Responses were received from 139 hospitals (59.9%). Viral marker tests were adopted by only 20%, and the proportion of patients actually tested was under half because tests are costly and can be replaced by sample preservation. Also, the timing of tests (post-transfusion) was difficult for doctors. As an alternative, 84.9% of hospitals preserved pre-transfusion samples for RBC transfusion; however, the rate decreased to 40.3% overall for transfusions of all products. For post-transfusion, 20.8% of hospitals preserved samples. Items relevant to transfusion-transmitted infection (TTI) on the IC proposed by the Revised Guideline were actually described in 77%, although items irrelevant to TTI were adopted in less than 50%. Regarding sterile preservation of used blood product bags, most hospitals deemed this impossible in practice.
Patients' costs to cover TTI can be recovered thanks to a new policy instituted in 2004. However, the infection must be proved to be caused by blood products. In order to provide such verification, viral marker tests should be performed pre- and post-transfusion. However, this study revealed that most hospitals have not adopted these tests, and that less than half preserved pre-transfusion samples. All hospitals are strongly advised to conform to the Guideline and to preserve pre-transfusion samples, in order to better deal with cases of TTI.

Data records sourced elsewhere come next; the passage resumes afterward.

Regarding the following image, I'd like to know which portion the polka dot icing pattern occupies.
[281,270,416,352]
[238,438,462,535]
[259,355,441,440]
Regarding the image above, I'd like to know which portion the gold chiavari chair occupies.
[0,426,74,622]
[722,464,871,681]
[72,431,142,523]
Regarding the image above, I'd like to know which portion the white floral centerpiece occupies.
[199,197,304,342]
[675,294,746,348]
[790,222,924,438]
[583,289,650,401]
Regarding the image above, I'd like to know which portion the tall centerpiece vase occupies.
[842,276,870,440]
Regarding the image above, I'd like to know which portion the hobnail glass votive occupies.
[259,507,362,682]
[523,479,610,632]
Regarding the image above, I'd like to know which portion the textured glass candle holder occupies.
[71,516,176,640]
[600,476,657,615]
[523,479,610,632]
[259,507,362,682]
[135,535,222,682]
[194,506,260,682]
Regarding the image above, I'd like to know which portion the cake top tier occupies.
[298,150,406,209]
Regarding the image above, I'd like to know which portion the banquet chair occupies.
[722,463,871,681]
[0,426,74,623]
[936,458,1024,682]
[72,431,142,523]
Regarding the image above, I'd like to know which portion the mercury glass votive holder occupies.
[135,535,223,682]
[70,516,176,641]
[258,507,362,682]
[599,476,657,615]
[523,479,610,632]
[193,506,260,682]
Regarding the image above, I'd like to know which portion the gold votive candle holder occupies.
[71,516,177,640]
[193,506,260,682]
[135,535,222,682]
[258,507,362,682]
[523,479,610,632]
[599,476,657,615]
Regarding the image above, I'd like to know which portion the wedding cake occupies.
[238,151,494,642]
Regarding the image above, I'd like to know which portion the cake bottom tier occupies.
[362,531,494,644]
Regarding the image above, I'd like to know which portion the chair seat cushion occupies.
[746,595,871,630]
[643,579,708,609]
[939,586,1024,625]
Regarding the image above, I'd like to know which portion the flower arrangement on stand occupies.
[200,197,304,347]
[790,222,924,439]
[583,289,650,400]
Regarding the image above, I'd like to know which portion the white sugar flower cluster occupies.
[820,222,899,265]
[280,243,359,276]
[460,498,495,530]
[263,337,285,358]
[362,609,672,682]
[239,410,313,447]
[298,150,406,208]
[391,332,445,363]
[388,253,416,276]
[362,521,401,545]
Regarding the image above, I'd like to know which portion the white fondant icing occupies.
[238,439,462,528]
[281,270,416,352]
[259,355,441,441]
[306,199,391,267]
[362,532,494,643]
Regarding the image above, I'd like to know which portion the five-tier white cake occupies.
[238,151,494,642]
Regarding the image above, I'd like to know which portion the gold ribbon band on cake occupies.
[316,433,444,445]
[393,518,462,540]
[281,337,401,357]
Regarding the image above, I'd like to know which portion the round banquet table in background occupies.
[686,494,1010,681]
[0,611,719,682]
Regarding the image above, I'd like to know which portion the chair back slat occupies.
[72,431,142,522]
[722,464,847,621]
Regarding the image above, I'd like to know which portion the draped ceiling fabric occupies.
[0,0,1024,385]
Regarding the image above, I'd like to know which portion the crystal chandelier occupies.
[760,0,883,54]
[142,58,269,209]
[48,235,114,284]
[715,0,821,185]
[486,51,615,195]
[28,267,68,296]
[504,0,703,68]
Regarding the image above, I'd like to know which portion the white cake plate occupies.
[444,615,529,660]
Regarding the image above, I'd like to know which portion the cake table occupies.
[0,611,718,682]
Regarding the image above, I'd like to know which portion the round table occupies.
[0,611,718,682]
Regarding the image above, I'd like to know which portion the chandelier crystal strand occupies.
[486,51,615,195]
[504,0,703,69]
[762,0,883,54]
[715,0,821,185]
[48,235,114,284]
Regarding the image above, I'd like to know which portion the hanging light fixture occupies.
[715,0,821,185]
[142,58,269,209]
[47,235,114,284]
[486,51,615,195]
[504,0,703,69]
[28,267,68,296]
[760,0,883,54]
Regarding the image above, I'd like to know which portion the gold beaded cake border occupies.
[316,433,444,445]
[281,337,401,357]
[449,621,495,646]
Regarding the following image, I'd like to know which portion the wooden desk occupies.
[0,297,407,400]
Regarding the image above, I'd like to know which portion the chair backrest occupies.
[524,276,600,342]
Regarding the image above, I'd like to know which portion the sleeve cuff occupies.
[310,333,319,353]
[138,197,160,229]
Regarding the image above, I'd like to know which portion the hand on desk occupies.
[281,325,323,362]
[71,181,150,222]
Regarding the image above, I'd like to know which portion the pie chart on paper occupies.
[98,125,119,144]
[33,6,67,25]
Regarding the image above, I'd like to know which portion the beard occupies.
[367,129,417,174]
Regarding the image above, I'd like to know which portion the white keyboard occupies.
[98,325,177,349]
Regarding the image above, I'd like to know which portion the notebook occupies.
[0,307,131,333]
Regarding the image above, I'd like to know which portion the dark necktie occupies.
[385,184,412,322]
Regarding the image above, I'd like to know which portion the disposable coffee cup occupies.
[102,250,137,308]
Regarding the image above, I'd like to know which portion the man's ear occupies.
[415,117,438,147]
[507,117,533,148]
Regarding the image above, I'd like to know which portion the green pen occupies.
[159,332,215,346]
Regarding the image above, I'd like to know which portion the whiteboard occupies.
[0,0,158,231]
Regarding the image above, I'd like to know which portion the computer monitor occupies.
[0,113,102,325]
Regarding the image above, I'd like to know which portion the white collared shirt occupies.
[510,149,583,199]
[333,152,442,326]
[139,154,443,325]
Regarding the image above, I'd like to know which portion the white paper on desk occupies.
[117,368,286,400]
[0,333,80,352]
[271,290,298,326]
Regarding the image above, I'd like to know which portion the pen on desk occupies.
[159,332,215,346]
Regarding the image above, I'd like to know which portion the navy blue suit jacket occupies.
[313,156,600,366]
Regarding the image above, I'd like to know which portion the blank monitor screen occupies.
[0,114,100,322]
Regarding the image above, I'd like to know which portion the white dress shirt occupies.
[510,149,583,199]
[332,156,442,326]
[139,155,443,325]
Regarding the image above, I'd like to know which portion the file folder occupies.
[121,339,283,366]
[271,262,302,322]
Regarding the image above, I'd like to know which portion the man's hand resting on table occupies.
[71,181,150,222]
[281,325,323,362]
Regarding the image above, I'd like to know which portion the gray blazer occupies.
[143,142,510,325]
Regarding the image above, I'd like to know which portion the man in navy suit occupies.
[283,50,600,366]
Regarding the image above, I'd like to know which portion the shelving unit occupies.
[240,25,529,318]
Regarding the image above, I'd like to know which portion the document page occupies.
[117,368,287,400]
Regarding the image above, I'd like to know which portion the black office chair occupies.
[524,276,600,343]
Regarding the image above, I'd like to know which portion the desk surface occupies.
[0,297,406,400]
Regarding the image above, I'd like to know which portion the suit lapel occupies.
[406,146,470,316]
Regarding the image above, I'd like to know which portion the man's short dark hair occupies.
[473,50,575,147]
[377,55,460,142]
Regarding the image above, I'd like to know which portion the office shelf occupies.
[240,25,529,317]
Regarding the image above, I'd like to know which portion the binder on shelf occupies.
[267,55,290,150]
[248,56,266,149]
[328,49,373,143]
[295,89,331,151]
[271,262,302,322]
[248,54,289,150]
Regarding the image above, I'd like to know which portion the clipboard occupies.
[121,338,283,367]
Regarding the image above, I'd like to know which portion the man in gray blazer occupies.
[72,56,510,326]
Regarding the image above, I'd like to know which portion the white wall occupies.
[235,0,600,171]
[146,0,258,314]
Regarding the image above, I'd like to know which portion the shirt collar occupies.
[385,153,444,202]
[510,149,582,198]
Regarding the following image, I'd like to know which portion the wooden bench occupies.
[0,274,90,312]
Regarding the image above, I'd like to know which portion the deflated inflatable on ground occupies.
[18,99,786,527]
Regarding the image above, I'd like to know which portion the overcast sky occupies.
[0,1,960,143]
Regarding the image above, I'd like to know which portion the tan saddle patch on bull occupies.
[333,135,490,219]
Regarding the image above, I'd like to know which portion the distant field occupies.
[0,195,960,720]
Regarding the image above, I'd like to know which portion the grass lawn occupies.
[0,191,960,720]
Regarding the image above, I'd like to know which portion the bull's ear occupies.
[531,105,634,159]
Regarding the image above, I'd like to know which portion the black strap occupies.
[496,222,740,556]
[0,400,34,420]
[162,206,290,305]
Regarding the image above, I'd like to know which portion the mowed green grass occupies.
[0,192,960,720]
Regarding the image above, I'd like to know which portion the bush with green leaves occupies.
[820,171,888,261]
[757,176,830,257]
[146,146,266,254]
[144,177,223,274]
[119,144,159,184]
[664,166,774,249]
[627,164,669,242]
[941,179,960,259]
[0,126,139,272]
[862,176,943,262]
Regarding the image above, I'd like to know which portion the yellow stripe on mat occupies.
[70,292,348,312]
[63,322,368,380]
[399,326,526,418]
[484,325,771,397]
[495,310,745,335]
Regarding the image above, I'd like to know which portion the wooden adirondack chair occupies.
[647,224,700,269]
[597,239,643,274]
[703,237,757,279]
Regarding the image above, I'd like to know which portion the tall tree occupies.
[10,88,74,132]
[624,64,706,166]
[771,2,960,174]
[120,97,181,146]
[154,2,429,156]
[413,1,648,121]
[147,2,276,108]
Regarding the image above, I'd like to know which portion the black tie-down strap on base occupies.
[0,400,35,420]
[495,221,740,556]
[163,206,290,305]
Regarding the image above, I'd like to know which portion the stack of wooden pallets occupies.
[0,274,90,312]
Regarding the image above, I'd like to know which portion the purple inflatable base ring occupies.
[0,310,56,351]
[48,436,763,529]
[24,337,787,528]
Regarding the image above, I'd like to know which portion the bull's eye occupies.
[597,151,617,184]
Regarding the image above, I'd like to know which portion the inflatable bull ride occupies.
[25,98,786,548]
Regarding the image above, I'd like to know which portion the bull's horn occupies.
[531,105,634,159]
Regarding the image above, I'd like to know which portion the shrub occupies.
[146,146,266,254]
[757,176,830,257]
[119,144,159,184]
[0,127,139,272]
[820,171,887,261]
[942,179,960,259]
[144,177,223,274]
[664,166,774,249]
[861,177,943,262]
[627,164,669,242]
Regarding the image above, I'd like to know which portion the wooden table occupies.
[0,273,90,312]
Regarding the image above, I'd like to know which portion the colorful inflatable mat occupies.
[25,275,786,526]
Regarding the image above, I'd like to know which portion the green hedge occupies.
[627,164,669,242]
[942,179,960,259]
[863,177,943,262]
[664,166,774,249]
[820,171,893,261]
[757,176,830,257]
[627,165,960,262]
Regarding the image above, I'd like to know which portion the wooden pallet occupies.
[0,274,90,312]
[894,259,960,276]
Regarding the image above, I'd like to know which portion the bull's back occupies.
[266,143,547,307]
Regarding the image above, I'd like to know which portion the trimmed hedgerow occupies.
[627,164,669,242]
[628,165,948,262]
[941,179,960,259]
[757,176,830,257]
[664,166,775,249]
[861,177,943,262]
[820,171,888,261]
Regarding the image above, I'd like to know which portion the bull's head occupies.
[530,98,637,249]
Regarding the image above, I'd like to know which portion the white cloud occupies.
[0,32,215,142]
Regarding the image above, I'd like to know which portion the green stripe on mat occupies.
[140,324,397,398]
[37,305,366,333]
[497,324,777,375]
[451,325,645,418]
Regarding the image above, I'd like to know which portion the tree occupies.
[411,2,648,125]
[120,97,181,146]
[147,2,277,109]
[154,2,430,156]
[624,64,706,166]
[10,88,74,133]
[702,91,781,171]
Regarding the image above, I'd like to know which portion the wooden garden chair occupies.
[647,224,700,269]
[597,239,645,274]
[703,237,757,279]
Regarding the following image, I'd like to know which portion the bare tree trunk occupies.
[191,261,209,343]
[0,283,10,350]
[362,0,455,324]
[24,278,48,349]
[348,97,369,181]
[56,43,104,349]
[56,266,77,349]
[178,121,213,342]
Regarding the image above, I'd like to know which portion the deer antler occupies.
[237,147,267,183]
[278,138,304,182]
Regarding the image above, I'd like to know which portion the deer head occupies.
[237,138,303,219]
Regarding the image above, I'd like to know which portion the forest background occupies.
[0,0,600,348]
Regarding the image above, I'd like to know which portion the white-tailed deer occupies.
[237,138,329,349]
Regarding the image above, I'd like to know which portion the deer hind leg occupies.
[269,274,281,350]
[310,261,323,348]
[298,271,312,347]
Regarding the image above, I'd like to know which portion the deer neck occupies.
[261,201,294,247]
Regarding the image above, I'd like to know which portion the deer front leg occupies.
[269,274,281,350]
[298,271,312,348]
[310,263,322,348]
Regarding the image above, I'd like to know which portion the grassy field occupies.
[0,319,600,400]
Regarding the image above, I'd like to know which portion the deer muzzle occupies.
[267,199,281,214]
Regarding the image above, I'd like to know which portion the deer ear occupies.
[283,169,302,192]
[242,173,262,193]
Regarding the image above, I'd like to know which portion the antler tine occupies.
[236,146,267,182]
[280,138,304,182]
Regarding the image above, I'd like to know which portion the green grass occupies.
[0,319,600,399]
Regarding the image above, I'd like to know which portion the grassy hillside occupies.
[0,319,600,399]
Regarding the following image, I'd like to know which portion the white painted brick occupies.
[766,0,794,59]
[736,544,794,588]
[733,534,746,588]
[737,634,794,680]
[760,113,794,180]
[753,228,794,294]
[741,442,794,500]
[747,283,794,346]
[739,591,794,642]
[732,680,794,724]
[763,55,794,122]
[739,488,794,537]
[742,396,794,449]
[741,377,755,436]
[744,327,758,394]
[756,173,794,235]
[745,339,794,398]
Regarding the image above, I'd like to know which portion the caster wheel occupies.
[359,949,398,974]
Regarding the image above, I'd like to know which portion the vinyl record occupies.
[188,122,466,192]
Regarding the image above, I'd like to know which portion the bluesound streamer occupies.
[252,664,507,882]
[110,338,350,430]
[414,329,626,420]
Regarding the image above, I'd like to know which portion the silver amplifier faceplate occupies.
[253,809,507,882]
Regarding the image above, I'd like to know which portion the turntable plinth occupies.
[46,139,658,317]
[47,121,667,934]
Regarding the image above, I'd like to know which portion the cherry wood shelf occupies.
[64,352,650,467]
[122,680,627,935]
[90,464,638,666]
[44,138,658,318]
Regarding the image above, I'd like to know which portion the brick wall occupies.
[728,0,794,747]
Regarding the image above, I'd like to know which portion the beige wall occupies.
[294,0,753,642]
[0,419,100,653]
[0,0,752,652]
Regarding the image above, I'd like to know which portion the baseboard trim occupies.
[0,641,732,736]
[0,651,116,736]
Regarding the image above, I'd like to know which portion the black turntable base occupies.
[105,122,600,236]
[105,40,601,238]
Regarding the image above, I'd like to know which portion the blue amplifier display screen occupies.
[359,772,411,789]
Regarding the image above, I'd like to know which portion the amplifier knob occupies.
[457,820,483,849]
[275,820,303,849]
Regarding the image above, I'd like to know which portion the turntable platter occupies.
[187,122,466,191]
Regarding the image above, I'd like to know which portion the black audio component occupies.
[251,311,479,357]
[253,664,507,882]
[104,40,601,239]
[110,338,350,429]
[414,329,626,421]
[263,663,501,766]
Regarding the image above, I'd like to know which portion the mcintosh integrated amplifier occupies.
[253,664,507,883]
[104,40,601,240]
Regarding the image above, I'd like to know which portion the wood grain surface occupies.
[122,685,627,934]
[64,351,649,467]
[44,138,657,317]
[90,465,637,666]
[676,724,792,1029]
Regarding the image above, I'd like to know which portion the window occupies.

RED BLOOD CELL (RBC) TRANSFUSION FOR PATIENTS HAVING ALLOANTIBODIES AND AUTOANTIBODIES: SELECTION OF APPROPRIATE DONOR BLOOD AND EFFICACY OF ALLOANTIGEN-MATCHED RBCS TRANSFUSION

Autoantibodies against red blood cells (RBC) which react with all cells of a screening panel potentially mask the presence of clinically significant alloantibodies, and interfere with pretransfusion antibody screening and compatibility testing.
To remove these autoantibodies, patients' sera were treated using either the ZZAP-or PEG-adsorption methods. Five patients with non-autoimmune hemolytic anemia (non-AIHA) had a single or multiple alloantibodies with the specificities of anti-Di^a, anti-E, anti-c+E, anti-c+E+Jk^b+Di^a, and anti-C+e, respectively. These patients received transfusion of antigen-negative RBCs corresponding to the specificity of the alloantibodies which had been detected in the auto-adsorbed sera after removal of the autoantibodies.
The rate (mean, 89%) of hemoglobin increments in all 5 patients was concordant with that (mean, 84%) of the control group. Lactate dehydrogenase levels did not increase significantly after transfusion of compatible RBCs.
There findings indicate that autoantibody adsorption procedures are necessary to detect underlying alloantibodies along with autoantibodies. Further transfusion of major alloantigen-matched RBCs is efficient for non-AIHA patients with both allo- and autoantibodies.

CROSS-MATCH TEST FOR PLATELETS USING THE M-MPHA METHOD

We developed a simple methodology for platelet cross-matching based on the M-MPHA method. Cross-match testing using patient sera and the transfused platelets was performed retrospectively, and the results were compared with the efficacy of platelet transfusion. In cross-match-positive cases, platelet transfusion was ineffective.